A denture is a removable replacement for missing teeth and the tissues connected to those teeth. It is made of acrylic plastic and sometimes porcelain and metal materials. A denture closely resembles natural gum tissue and teeth. Complete dentures replace all of the teeth, while partial dentures fill in the spaces created by missing teeth and prevent other teeth from shifting position.

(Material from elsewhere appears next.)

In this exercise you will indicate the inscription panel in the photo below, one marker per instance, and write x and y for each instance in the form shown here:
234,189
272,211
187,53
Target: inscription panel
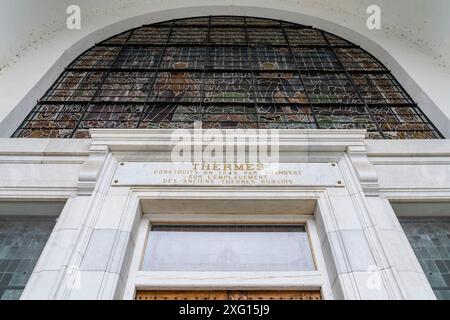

Complete dentures can be “immediate” or “conventional.” An immediate denture is a complete denture or partial denture that is inserted on the same day, immediately following the removal of the natural teeth. The immediate denture acts as a “Band-Aid” to protect the tissues and reduce bleeding after tooth extraction.
The conventional denture is ready for placement in the mouth about 8 to 12 weeks after the teeth have been removed and the gum tissue has healed. However, some dentists may recommend more time before placing a conventional denture to allow for more healing time.
Who needs a denture?
Dentures are not just for elderly patients. Patients of any age may lose some or all of their teeth and may require a denture of some sort. Because teeth are a permanent part of the body, tooth loss can have an emotional impact on some people. It is important to talk to your dentist about any fears, anxiety, or other emotions you are feeling about tooth loss.
What happens when you get a denture?
The whole denture process usually takes about a month in which an initial diagnosis is made, impressions are taken, a “try-in” is placed to assure proper color, shape and fit, and the patient’s final denture is made in a lab followed by minor adjustments in the office to ensure a proper and comfortable fit.
New denture wearers need time to get accustomed to their new “teeth,” because even the best-fitting dentures will feel awkward at first. While most patients can begin to speak normally within a few hours, many patients report discomfort with eating for several days to a few weeks.